London synagogue, shops vandalised with anti-Semitic graffiti on Hanukkah

People look at anti-Semitic graffiti on a shop window in Belsize Park, North London. PHOTO: AP

LONDON (AFP) - British police on Sunday (Dec 29) said they are investigating a "racially motivated hate crime" after anti-Semitic graffiti was found daubed across a synagogue and several storefronts in north London.

The Jewish holy symbol had been spray-painted alongside the numbers "9 11" on the premises in the Hampstead and Belsize Park areas of the capital on Saturday night, according to images of the vandalism posted on social media.

The graffiti appears to reference an anti-Semitic conspiracy theory that Jews were responsible for the 9/11 terror attack in the United States.

It was found hours after five people were stabbed at a rabbi's home north of New York in an incident the state governor said was "an act of terrorism", and comes during celebrations for the Jewish festival of Hanukkah.

"This is clearly a concerning incident and one we are taking seriously," said Inspector Kev Hailes of London's Metropolitan Police Service.

"We have liaised with our partners in order to remove the graffiti and various enquiries are under way to find who is responsible," he added in a statement.

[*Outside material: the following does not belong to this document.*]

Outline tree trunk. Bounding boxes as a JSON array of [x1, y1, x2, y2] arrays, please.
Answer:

"Officers will be on patrol throughout the area in order to provide some reassurance to local communities."

Labour leader Jeremy Corbyn, who has been accused of allowing anti-Semitism to flourish within his party, sent a message of "love and solidarity" to Jewish communities in response to the incidents in London and the US.

"How terrible that Chanukah started with a message of hope and on this last day we face anti-Semitic graffiti in London and horrific stabbings at a party in New York," he said on Twitter.

"We stand with all our communities facing hate."